Essentially it’s a law-gospel demonstration. Peter very vividly sees his own inability and helplessness and so all he can do is cry out to the Lord for salvation. And Jesus saves.

Which brings us to the issue of union with Christ. The Holy Spirit unites us to Christ through faith. So if Peter did take a few steps in faith, then when he walked on the water, he did so in union with Christ (the only one who can truly walk upon the waves of the sea). Only the God-Man walks on the waters, but we walk on them in Him. Only, I’ve never walked on water. And neither have you. So how do we walk on the waters in Him?

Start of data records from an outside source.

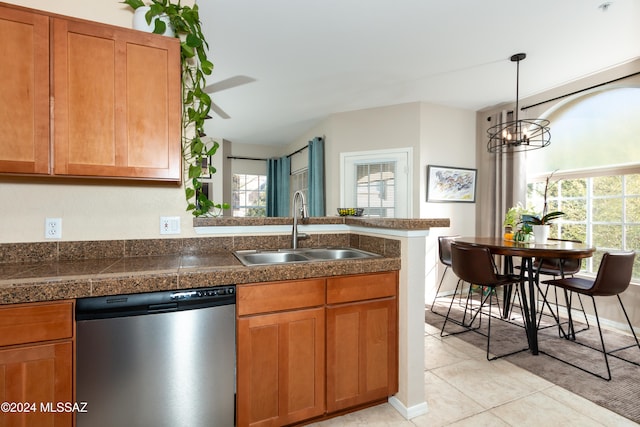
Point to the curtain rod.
(578, 91)
(264, 160)
(245, 158)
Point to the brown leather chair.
(444, 252)
(475, 265)
(559, 268)
(613, 278)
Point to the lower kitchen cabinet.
(281, 366)
(362, 340)
(36, 364)
(308, 348)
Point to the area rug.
(620, 395)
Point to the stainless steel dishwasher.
(157, 359)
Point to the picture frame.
(451, 184)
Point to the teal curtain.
(316, 202)
(278, 171)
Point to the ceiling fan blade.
(228, 83)
(219, 111)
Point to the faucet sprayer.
(298, 197)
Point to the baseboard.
(408, 413)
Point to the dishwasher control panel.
(203, 293)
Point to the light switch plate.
(53, 228)
(169, 225)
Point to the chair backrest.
(444, 249)
(614, 273)
(568, 266)
(473, 264)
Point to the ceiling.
(312, 58)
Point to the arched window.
(594, 157)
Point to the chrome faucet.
(298, 197)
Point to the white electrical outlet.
(169, 225)
(53, 228)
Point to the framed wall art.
(451, 184)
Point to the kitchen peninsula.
(50, 271)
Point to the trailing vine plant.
(196, 103)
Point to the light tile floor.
(463, 389)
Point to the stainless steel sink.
(270, 258)
(286, 256)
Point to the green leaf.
(160, 27)
(193, 40)
(134, 4)
(207, 66)
(194, 171)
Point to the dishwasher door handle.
(161, 308)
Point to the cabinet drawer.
(278, 296)
(27, 323)
(361, 287)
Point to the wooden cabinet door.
(362, 361)
(281, 367)
(117, 102)
(24, 92)
(37, 375)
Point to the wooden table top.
(551, 249)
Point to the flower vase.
(541, 233)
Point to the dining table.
(528, 252)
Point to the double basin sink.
(287, 256)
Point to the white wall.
(446, 139)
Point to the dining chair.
(559, 268)
(475, 265)
(556, 267)
(613, 278)
(444, 253)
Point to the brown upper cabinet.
(114, 104)
(24, 92)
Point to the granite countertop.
(388, 223)
(58, 280)
(48, 271)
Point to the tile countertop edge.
(226, 225)
(61, 288)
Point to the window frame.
(591, 264)
(403, 203)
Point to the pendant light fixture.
(518, 134)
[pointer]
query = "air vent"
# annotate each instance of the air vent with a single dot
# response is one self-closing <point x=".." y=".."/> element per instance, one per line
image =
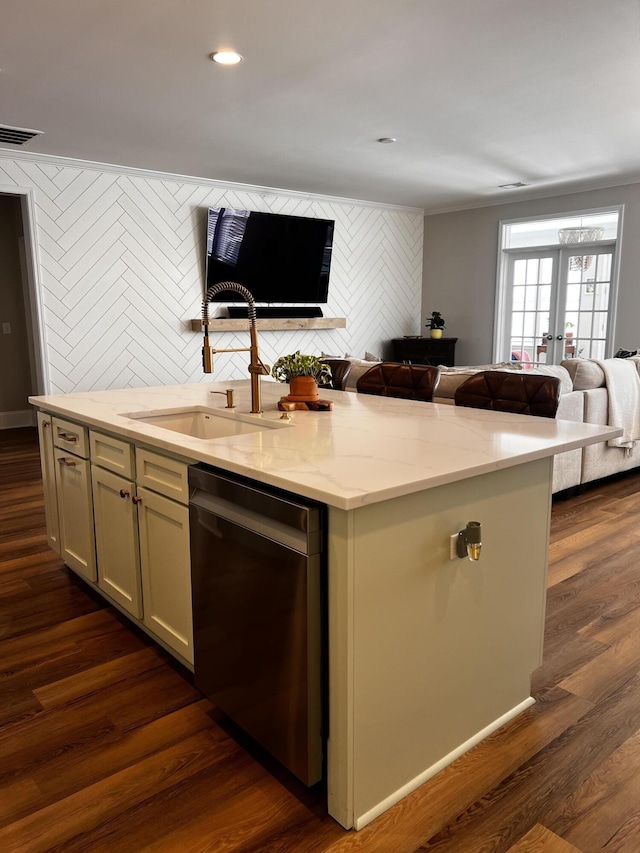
<point x="16" y="135"/>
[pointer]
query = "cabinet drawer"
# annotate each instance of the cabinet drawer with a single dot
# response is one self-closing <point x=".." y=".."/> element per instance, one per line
<point x="112" y="453"/>
<point x="71" y="437"/>
<point x="162" y="474"/>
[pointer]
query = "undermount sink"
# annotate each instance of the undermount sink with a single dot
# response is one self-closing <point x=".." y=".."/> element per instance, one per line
<point x="201" y="422"/>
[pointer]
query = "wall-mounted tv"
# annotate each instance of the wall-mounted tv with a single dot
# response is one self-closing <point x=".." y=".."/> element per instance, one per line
<point x="279" y="258"/>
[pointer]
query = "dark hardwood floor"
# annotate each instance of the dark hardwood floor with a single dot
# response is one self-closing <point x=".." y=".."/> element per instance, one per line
<point x="105" y="745"/>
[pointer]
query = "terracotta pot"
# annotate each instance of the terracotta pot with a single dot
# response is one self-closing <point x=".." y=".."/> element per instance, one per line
<point x="303" y="389"/>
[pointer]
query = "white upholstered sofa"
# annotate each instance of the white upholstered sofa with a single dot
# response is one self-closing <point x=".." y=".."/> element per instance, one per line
<point x="584" y="396"/>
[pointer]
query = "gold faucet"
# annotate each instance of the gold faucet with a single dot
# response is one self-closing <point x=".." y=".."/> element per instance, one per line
<point x="257" y="367"/>
<point x="229" y="395"/>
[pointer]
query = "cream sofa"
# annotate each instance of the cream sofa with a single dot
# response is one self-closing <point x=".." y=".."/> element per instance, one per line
<point x="567" y="467"/>
<point x="583" y="397"/>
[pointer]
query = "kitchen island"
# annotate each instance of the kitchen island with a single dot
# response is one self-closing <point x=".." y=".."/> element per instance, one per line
<point x="427" y="654"/>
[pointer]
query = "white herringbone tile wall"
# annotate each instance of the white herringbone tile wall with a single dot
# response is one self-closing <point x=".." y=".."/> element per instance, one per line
<point x="121" y="270"/>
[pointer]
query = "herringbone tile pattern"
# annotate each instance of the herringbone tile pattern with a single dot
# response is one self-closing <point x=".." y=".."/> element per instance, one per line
<point x="122" y="267"/>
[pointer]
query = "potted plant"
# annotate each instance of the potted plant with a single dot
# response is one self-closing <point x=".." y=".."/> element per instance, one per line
<point x="303" y="373"/>
<point x="436" y="323"/>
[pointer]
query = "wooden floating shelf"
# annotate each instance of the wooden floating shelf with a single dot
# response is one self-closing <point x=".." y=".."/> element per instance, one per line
<point x="282" y="324"/>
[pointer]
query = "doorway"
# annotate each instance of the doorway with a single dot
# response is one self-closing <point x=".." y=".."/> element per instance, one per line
<point x="20" y="329"/>
<point x="558" y="301"/>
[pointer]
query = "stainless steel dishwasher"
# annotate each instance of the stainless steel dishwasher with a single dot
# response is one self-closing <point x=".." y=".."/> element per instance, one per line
<point x="258" y="579"/>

Well, you see, there’s still a bit more going on here. When does Jesus walk on the water? Matthew doesn’t tell us, but John does. It was at Passover. The Passover before the Cross. In John’s Gospel, all 3 Passovers point to the ultimate fulfilment of Passover on Good Friday at the Cross. This is the middle Passover, and Jesus feeds the 5000 and walks on the water.